In September 2012, the report Organ Harvesting of Religious and Political Dissidents by the Chinese Communist Party presented to the members of a US Congress Subcommittee by Damon Noto, the spokesperson for the organization Doctors Against Forced Organ Harvesting, opined: "Medical doctors outside China have confirmed that their patients have gone to China and received organs from Falun Gong practitioners".

The Hangzhou resolution was promulgated in front of the 2013 China National Transplantation Congress on 31 October 2013 and was presented on 2 November 2013. The resolution vows for the cessation of the harvesting of organs from executed prisoners. While not all transplantation facilities have adopted the resolution, a campaign to eradicate inmate organ harvesting is underway.

In June 2021, Special Rapporteurs to the United Nations Human Rights Council stated that they "were extremely alarmed by reports of alleged 'organ harvesting' targeting minorities, including Falun Gong practitioners, Uyghurs, Tibetans, Muslims and Christians, in detention in China". The Rapporteurs stated that they had "received credible information" of forced blood tests and organ examinations of "ethnic, linguistic or religious minorities" that were not forced on other prisoners. The Rapporteurs called for "China to promptly respond to the allegations of 'organ harvesting' and to allow independent monitoring by international human rights mechanisms".

===Allegations of data falsification===
Beginning in 2010, Chinese authorities announced that the country would transition away from the use of prisoners as an organ source, and would rely entirely on voluntary donations coordinated through a centralized registry. By 2015, officials asserted that voluntary donors were the sole source for organ transplants in China. However, critics have pointed to evidence of systematic falsification of data related to voluntary organ donations, casting doubt on reform claims.

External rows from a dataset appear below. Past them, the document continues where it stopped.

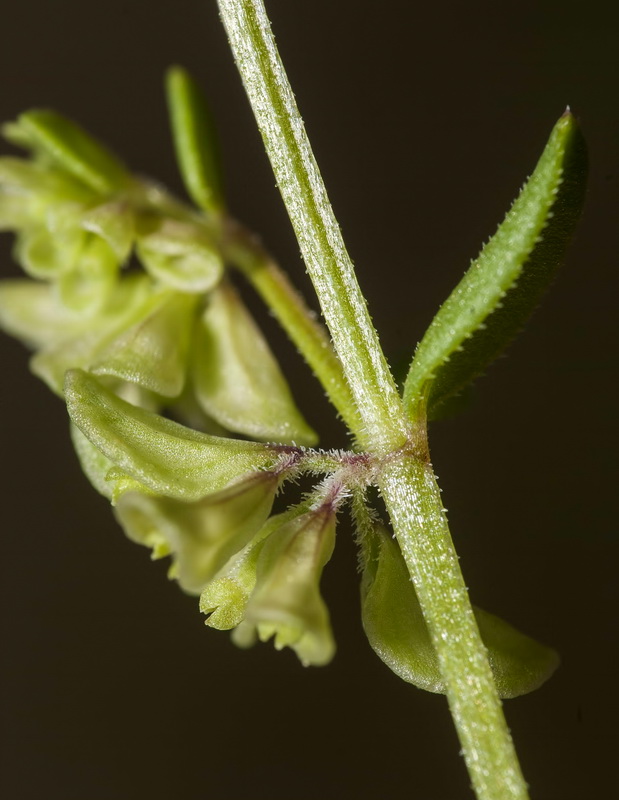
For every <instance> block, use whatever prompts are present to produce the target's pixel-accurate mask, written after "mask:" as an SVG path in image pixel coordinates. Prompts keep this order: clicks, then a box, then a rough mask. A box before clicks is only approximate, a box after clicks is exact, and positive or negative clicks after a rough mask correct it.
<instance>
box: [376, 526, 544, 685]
mask: <svg viewBox="0 0 619 800" xmlns="http://www.w3.org/2000/svg"><path fill="white" fill-rule="evenodd" d="M367 535H371V536H372V541H371V542H367V541H366V542H365V544H364V546H363V549H364V550H365V553H364V560H365V568H364V574H363V580H362V586H361V598H362V619H363V627H364V629H365V632H366V635H367V637H368V640H369V642H370V644H371V646H372V648H373V649H374V651H375V652H376V654H377V655H378V656H379V658H381V660H382V661H384V662H385V664H387V666H388V667H389V668H390V669H391V670H393V672H395V674H396V675H399V677H400V678H402V679H403V680H405V681H407V682H408V683H412V684H413V685H414V686H417V687H418V688H420V689H425V690H426V691H429V692H437V693H440V694H443V693H444V692H445V686H444V682H443V678H442V676H441V672H440V669H439V665H438V658H437V655H436V651H435V650H434V646H433V645H432V642H431V640H430V634H429V632H428V629H427V627H426V623H425V621H424V618H423V613H422V611H421V607H420V605H419V601H418V599H417V595H416V593H415V589H414V587H413V584H412V582H411V580H410V576H409V574H408V570H407V569H406V564H405V563H404V559H403V558H402V555H401V553H400V549H399V547H398V545H397V544H396V542H395V541H394V540H393V539H392V538H391V536H390V535H389V533H388V532H387V531H386V530H384V529H382V528H381V529H380V530H379V531H377V532H376V534H366V536H367ZM474 611H475V617H476V619H477V624H478V625H479V630H480V633H481V636H482V639H483V641H484V644H485V645H486V647H487V648H488V659H489V661H490V666H491V667H492V671H493V674H494V679H495V683H496V685H497V689H498V692H499V695H500V696H501V697H503V698H508V697H517V696H518V695H521V694H526V693H528V692H532V691H533V690H534V689H537V688H538V687H539V686H541V684H542V683H544V681H546V680H547V679H548V678H549V677H550V676H551V675H552V673H553V672H554V671H555V669H556V668H557V666H558V664H559V657H558V656H557V654H556V653H555V651H554V650H551V649H550V648H548V647H545V646H544V645H542V644H539V643H538V642H536V641H534V640H533V639H531V638H529V637H528V636H525V635H524V634H522V633H520V632H519V631H517V630H516V629H515V628H513V627H512V626H511V625H509V624H508V623H507V622H504V621H503V620H502V619H500V618H499V617H495V616H493V615H492V614H488V613H487V612H486V611H482V610H481V609H479V608H474Z"/></svg>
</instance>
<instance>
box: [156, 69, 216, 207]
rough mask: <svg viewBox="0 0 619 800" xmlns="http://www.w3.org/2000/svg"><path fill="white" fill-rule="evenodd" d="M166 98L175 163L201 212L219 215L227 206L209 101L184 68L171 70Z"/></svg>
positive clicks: (188, 73)
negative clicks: (223, 194) (220, 168)
mask: <svg viewBox="0 0 619 800" xmlns="http://www.w3.org/2000/svg"><path fill="white" fill-rule="evenodd" d="M166 95H167V100H168V112H169V115H170V125H171V127H172V136H173V139H174V149H175V151H176V159H177V161H178V166H179V169H180V172H181V176H182V178H183V181H184V183H185V188H186V189H187V192H188V194H189V196H190V197H191V199H192V200H193V201H194V203H196V205H198V206H200V208H203V209H204V210H205V211H220V210H221V209H222V208H223V204H224V203H223V191H222V180H221V170H220V160H219V147H218V143H217V136H216V132H215V125H214V123H213V118H212V116H211V113H210V110H209V108H208V106H207V104H206V101H205V99H204V97H203V95H202V93H201V92H200V90H199V88H198V86H197V85H196V83H195V81H194V80H193V78H192V77H191V75H189V73H188V72H186V70H184V69H182V67H172V68H171V69H169V70H168V73H167V75H166Z"/></svg>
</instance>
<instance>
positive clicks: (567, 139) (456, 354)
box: [404, 111, 586, 417]
mask: <svg viewBox="0 0 619 800" xmlns="http://www.w3.org/2000/svg"><path fill="white" fill-rule="evenodd" d="M585 175H586V153H585V147H584V143H583V140H582V137H581V134H580V131H579V129H578V127H577V125H576V122H575V120H574V118H573V117H572V115H571V114H570V113H569V111H567V112H566V113H565V114H564V115H563V116H562V117H561V119H560V120H559V121H558V122H557V124H556V125H555V127H554V129H553V131H552V134H551V136H550V139H549V141H548V144H547V145H546V148H545V150H544V152H543V154H542V156H541V158H540V160H539V162H538V164H537V167H536V169H535V172H534V173H533V175H532V176H531V178H529V180H528V181H527V183H526V184H525V186H524V187H523V189H522V191H521V193H520V195H519V197H518V198H517V200H516V201H515V202H514V204H513V206H512V208H511V209H510V211H509V212H508V214H507V216H506V217H505V220H504V222H503V223H502V224H501V226H500V227H499V229H498V231H497V232H496V234H495V235H494V236H493V237H492V239H490V241H489V242H488V244H487V245H486V246H485V247H484V248H483V250H482V252H481V254H480V255H479V256H478V258H477V259H476V260H475V261H473V263H472V264H471V267H470V268H469V270H468V271H467V273H466V274H465V276H464V278H463V279H462V280H461V281H460V283H459V284H458V286H456V288H455V289H454V291H453V292H452V294H451V295H450V296H449V297H448V298H447V300H446V301H445V302H444V303H443V305H442V306H441V308H440V309H439V311H438V313H437V314H436V316H435V317H434V319H433V321H432V323H431V324H430V327H429V328H428V330H427V331H426V333H425V335H424V337H423V339H422V341H421V342H420V344H419V346H418V347H417V351H416V353H415V357H414V359H413V362H412V364H411V367H410V371H409V374H408V378H407V380H406V385H405V387H404V402H405V405H406V407H407V408H408V410H409V413H410V414H411V415H412V416H415V415H418V414H423V403H424V400H425V401H427V408H428V414H429V416H430V417H433V416H437V415H438V409H439V406H440V405H441V404H442V403H443V401H445V400H446V399H447V398H449V397H450V396H451V395H453V394H455V393H458V392H459V391H460V390H461V389H462V388H463V387H465V386H466V385H467V384H468V383H470V382H471V381H472V380H473V379H474V378H475V377H477V376H478V375H479V374H481V373H482V372H483V371H484V369H485V368H486V367H487V366H488V364H490V362H492V361H493V360H494V359H495V358H496V357H497V356H498V355H499V354H500V353H501V352H502V351H503V350H504V348H505V347H506V346H507V345H508V344H509V342H510V341H511V340H512V339H513V338H514V336H515V335H516V334H517V333H518V332H519V330H520V329H521V328H522V326H523V325H524V323H525V322H526V320H527V319H528V317H529V316H530V314H531V313H532V311H533V310H534V308H535V306H536V305H537V304H538V302H539V300H540V298H541V296H542V294H543V293H544V291H545V290H546V288H547V287H548V285H549V284H550V282H551V280H552V278H553V277H554V275H555V273H556V271H557V269H558V267H559V265H560V263H561V259H562V258H563V255H564V252H565V249H566V247H567V244H568V241H569V238H570V236H571V234H572V232H573V230H574V227H575V225H576V222H577V220H578V216H579V214H580V209H581V206H582V201H583V197H584V188H585Z"/></svg>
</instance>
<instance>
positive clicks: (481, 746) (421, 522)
mask: <svg viewBox="0 0 619 800" xmlns="http://www.w3.org/2000/svg"><path fill="white" fill-rule="evenodd" d="M380 488H381V491H382V494H383V497H384V499H385V503H386V505H387V508H388V510H389V515H390V517H391V521H392V523H393V527H394V530H395V532H396V536H397V539H398V542H399V544H400V549H401V551H402V555H403V556H404V560H405V561H406V565H407V567H408V570H409V572H410V574H411V577H412V580H413V583H414V585H415V591H416V592H417V596H418V598H419V602H420V604H421V608H422V610H423V612H424V617H425V619H426V622H427V624H428V629H429V631H430V635H431V637H432V641H433V643H434V646H435V648H436V651H437V654H438V658H439V663H440V667H441V674H442V675H443V678H444V680H445V684H446V687H447V699H448V701H449V707H450V710H451V714H452V716H453V719H454V723H455V725H456V729H457V731H458V736H459V738H460V742H461V744H462V752H463V755H464V758H465V761H466V765H467V767H468V770H469V774H470V776H471V780H472V782H473V786H474V788H475V792H476V794H477V797H478V798H479V800H516V798H518V800H526V799H527V798H528V793H527V785H526V783H525V781H524V778H523V776H522V772H521V770H520V765H519V764H518V758H517V756H516V752H515V750H514V746H513V743H512V740H511V736H510V733H509V730H508V728H507V724H506V722H505V717H504V715H503V710H502V708H501V701H500V699H499V697H498V695H497V691H496V688H495V685H494V679H493V677H492V671H491V669H490V665H489V663H488V658H487V655H486V649H485V647H484V645H483V643H482V641H481V638H480V635H479V629H478V627H477V622H476V620H475V616H474V614H473V609H472V607H471V603H470V601H469V597H468V592H467V589H466V586H465V584H464V579H463V577H462V572H461V571H460V566H459V564H458V556H457V554H456V551H455V549H454V546H453V542H452V540H451V535H450V533H449V528H448V526H447V520H446V518H445V513H444V509H443V506H442V502H441V496H440V491H439V488H438V485H437V483H436V478H435V476H434V473H433V471H432V469H431V467H430V465H429V464H424V463H421V462H420V461H419V460H417V459H414V458H411V457H410V456H406V455H404V456H402V457H400V458H397V459H394V460H392V461H391V462H389V463H388V464H387V465H386V466H385V468H384V470H383V473H382V476H381V481H380Z"/></svg>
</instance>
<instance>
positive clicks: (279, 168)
mask: <svg viewBox="0 0 619 800" xmlns="http://www.w3.org/2000/svg"><path fill="white" fill-rule="evenodd" d="M219 8H220V12H221V17H222V20H223V22H224V25H225V27H226V31H227V33H228V37H229V39H230V45H231V47H232V51H233V53H234V57H235V59H236V62H237V66H238V68H239V72H240V73H241V77H242V79H243V83H244V84H245V90H246V91H247V94H248V96H249V99H250V102H251V105H252V108H253V110H254V114H255V115H256V119H257V122H258V127H259V129H260V132H261V134H262V138H263V140H264V144H265V147H266V150H267V154H268V156H269V159H270V161H271V166H272V167H273V172H274V173H275V177H276V179H277V183H278V185H279V189H280V191H281V193H282V197H283V199H284V203H285V205H286V209H287V211H288V215H289V217H290V219H291V221H292V225H293V227H294V230H295V233H296V236H297V239H298V241H299V245H300V247H301V252H302V254H303V258H304V259H305V263H306V266H307V270H308V272H309V274H310V277H311V278H312V282H313V283H314V286H315V288H316V293H317V295H318V299H319V302H320V305H321V308H322V312H323V315H324V318H325V320H326V322H327V326H328V327H329V331H330V333H331V337H332V339H333V344H334V346H335V350H336V352H337V354H338V355H339V357H340V361H341V362H342V367H343V369H344V373H345V375H346V378H347V380H348V383H349V385H350V389H351V392H352V394H353V397H354V399H355V403H356V405H357V408H358V411H359V415H360V417H361V421H362V425H363V430H362V431H360V432H359V433H360V434H361V436H362V438H363V440H364V442H365V444H366V446H368V447H369V448H371V449H373V450H374V451H375V452H377V453H386V452H389V451H391V450H393V449H395V448H397V447H399V446H401V445H402V444H403V443H404V442H405V441H406V438H407V425H406V423H405V420H404V416H403V413H402V401H401V399H400V396H399V394H398V391H397V388H396V385H395V382H394V380H393V378H392V376H391V373H390V371H389V367H388V366H387V362H386V360H385V357H384V355H383V352H382V350H381V348H380V345H379V342H378V337H377V335H376V331H375V330H374V326H373V325H372V321H371V319H370V315H369V313H368V310H367V306H366V303H365V298H364V297H363V295H362V293H361V290H360V288H359V285H358V283H357V279H356V277H355V274H354V270H353V266H352V262H351V260H350V257H349V255H348V253H347V251H346V247H345V245H344V242H343V239H342V235H341V233H340V229H339V226H338V224H337V221H336V219H335V217H334V215H333V211H332V209H331V204H330V203H329V198H328V197H327V192H326V189H325V187H324V184H323V181H322V178H321V175H320V171H319V169H318V165H317V164H316V161H315V159H314V154H313V153H312V149H311V146H310V143H309V140H308V138H307V134H306V132H305V128H304V126H303V122H302V120H301V117H300V115H299V111H298V109H297V105H296V102H295V99H294V95H293V93H292V89H291V88H290V84H289V83H288V79H287V77H286V73H285V71H284V67H283V65H282V63H281V60H280V58H279V54H278V52H277V48H276V47H275V42H274V39H273V35H272V33H271V28H270V24H269V20H268V17H267V14H266V11H265V8H264V4H263V3H262V0H219Z"/></svg>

In a paper published in the journal BMC Medical Ethics, for instance, researchers analyzed data on voluntary organ transplants from 2010 to 2018. Datasets were drawn from two national sources, several sub-national jurisdictions, and individual Chinese hospitals. The researchers found compelling evidence of "human-directed data manufacture and manipulation" in the national datasets, as well as "contradictory, implausible, or anomalous data artefacts" in the provincial datasets, which suggests that the data "may have been manipulated to enforce conformity with central quotas." Among the findings was that the purported rate of growth in voluntary donations was derived from a simple quadratic equation, with nearly perfect model parsimony. These findings appear to undermine official claims about the extent of voluntary organ donations in China. The authors of the BMC Medical Ethics article also note that China's model parsimony is one to two orders of magnitude smoother than any other nation's, even those that have experienced rapid growth in their organ transplantation sector.

== Wait times ==

China has by far the shortest wait times for organ transplants in the world, and there is evidence that the execution of prisoners for their organs is "timed for the convenience of the waiting recipient." As of 2006, organ tourists to China report receiving kidney transplants within days of arriving in China. A report produced by David Matas and David Kilgour cites the China International Transplantation Assistant Centre website as saying "it may take only one week to find out the suitable (kidney) donor, the maximum time being one month..." It is possible for international buyers to schedule their surgeries in advance which is not possible in systems which rely on voluntary organ donation.

By way of comparison, the median waiting time for an organ transplantation in Australia is six months to four years. In Canada, it is six years As of 2011. In the UK, it is three years.